Das meiner Meinung nach Faszinierendste an der ganzen Geschichte ist, wie der Charakter Wolf Larsens ausgearbeitet wurde. Mit Sicherheit eine der zerrissensten und widersprüchlichsten literarischen Figuren, denen ich bisher begegnet bin! Allein über ihn ließe sich seitenweise erzählen. (Was Jack London ja gemacht hat )
Sehr einprägsam und aufschlussreich auch die Erzählungen über das Leben und Arbeiten, oder besser gesagt die "Zustände" auf so einem Robbenfänger. Achtung: realistisch und schonungslos werden auch Brutalität und Grausamkeiten geschildert, was mich streckenweise doch etwas mitgenommen hat.
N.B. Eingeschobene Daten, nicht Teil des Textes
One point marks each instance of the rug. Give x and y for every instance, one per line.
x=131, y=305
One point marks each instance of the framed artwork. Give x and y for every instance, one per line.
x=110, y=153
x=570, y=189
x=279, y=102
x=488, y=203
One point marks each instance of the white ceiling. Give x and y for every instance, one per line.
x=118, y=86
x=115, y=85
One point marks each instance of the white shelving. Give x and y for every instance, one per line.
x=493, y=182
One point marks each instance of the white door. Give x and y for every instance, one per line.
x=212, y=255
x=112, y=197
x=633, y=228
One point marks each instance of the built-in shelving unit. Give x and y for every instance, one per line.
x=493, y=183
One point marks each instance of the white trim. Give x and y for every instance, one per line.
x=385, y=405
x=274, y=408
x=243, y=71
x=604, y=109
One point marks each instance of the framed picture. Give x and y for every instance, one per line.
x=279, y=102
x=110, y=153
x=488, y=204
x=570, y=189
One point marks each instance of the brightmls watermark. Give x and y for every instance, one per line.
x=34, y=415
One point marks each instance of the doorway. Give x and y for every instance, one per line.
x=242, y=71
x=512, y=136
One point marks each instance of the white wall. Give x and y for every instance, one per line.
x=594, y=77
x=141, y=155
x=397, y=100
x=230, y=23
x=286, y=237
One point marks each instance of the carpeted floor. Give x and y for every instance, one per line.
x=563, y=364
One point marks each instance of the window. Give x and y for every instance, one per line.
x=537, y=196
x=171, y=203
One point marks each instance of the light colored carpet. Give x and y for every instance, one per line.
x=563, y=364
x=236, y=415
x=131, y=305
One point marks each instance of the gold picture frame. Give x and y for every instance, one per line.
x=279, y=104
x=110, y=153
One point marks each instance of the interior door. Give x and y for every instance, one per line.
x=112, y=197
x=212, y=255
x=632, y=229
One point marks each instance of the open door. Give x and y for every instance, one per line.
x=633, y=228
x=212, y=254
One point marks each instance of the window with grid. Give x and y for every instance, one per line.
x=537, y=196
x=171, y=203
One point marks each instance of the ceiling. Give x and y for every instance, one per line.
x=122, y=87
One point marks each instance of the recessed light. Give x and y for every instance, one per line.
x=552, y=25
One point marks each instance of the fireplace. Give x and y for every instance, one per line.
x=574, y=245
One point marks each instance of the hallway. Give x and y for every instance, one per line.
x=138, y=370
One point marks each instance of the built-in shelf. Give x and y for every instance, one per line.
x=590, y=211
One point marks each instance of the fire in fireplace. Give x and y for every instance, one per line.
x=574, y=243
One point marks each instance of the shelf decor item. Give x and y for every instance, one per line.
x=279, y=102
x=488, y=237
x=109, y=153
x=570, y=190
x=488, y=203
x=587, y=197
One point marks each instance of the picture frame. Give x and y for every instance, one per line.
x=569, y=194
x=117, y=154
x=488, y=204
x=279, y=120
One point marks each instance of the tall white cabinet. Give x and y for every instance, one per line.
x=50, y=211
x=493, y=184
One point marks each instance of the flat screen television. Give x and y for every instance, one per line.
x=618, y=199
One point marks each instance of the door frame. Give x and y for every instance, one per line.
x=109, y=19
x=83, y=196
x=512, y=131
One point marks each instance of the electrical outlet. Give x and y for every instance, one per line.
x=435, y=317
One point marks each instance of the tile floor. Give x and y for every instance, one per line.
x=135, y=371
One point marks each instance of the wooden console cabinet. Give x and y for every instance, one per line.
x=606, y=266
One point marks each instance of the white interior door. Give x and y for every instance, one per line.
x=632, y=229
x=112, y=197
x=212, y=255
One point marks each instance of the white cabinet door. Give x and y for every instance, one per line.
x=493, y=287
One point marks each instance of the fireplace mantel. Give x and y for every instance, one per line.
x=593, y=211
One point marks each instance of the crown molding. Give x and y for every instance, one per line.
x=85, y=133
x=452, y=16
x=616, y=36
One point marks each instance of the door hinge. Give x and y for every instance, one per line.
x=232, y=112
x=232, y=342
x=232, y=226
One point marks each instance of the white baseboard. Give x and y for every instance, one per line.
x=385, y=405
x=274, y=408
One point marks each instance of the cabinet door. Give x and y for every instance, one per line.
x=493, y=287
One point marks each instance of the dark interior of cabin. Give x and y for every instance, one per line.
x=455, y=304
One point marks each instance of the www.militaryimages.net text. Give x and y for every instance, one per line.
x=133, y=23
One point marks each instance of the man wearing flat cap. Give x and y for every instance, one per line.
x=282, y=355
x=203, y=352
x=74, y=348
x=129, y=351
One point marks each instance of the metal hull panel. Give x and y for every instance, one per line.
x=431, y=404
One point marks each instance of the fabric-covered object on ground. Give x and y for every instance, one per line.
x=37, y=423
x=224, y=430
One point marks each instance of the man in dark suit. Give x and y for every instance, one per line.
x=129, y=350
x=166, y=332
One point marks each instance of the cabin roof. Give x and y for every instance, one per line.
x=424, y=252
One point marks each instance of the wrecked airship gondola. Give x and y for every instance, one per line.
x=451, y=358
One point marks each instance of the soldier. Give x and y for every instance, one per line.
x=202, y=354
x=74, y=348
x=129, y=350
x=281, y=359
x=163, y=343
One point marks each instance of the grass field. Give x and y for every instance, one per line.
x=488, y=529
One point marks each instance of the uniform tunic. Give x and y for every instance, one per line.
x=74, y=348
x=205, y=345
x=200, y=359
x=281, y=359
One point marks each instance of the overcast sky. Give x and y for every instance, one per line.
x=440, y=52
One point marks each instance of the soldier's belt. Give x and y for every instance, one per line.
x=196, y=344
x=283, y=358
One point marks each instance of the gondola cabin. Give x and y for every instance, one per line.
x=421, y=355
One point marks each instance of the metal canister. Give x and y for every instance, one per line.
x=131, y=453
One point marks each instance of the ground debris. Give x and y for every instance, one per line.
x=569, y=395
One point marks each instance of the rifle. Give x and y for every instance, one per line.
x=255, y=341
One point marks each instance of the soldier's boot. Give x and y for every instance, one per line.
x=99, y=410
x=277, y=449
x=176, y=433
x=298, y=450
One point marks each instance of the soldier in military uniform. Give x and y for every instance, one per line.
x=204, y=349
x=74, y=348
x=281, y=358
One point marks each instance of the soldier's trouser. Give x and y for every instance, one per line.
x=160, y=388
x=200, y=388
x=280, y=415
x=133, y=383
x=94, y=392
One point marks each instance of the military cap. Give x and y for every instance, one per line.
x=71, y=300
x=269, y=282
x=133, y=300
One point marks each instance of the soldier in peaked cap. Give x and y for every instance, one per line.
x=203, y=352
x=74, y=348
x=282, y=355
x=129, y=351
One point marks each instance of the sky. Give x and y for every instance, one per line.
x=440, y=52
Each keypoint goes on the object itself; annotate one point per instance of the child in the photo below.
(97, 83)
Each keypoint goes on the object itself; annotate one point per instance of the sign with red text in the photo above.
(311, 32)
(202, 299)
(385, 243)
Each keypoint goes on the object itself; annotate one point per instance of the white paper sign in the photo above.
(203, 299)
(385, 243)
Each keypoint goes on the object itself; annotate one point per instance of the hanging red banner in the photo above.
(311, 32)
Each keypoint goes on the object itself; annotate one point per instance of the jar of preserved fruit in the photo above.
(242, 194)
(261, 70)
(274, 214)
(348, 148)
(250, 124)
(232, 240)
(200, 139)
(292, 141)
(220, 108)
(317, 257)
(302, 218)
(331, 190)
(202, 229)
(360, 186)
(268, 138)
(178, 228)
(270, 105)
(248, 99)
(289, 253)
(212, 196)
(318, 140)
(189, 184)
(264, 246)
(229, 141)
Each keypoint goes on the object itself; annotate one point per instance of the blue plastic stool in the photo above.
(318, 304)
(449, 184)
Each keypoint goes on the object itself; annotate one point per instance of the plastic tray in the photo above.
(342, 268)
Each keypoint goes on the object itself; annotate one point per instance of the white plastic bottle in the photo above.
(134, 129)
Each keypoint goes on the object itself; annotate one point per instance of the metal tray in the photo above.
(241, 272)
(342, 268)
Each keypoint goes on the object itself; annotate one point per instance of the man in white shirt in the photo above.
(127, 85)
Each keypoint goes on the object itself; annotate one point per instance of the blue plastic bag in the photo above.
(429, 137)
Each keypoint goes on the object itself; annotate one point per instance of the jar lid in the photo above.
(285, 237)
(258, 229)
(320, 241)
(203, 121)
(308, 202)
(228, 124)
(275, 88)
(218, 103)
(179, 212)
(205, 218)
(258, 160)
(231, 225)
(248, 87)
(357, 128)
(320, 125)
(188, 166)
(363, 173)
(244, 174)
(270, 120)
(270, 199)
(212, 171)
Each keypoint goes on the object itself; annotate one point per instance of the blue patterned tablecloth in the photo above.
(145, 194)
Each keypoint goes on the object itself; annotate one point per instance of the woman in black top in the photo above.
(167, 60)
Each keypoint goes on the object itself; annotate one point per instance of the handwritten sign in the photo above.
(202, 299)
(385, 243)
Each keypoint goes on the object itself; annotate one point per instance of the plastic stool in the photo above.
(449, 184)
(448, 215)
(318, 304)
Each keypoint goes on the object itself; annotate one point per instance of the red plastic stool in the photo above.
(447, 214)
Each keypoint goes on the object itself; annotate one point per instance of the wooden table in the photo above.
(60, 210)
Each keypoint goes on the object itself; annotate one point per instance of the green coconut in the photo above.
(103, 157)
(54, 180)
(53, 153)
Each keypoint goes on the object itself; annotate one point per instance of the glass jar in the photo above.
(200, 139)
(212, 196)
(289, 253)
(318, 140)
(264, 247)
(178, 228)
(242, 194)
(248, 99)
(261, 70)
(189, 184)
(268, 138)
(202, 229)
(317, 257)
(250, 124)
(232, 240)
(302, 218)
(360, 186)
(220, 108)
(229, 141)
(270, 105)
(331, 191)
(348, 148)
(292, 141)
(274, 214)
"Der Seewolf" ist einerseits ein spannender Abenteuerroman, ein wahrer Pageturner - andererseits beschäftigt er sich teils direkt, teils metaphorisch mit existenziellen philosophischen Fragen.
Leider sind manche Stellen trotz (etwas mickrig geratenem) Glossar kaum zu verstehen, wenn einem der Seemannsjargon nicht geläufig ist. Wer segelt oder sich sonstwie mit Seefahrt auskennt, hat hier wohl einen Vorteil, für die meisten anderen dürften sich gewisse Passagen anstrengend gestalten. Da es dem Buch aber Authentizität verleiht, sehe ich es nicht als Manko an sich.
Eine andere Sache, die dem Roman meiner Meinung nach tatsächlich nicht besonders gut tut, ist im zweiten Teil das Auftauchen der einzigen weiblichen Protagonistin. Zu Beginn scheint sie einen neuen Aspekt in den Mikrokosmos des Schiffes zu bringen - und bis zu einem gewissen Grad bewahrheitet sich das auch, doch leider geraten viele ihrer Szenen zu fürchterlich kitschigem Süßholzgeraspel.
Insgesamt aber ein auf alle Fälle lesenswertes Buch - und sei es nur, um aus sicherer Entfernung Kapitän Wolf Larsen kennenzulernen!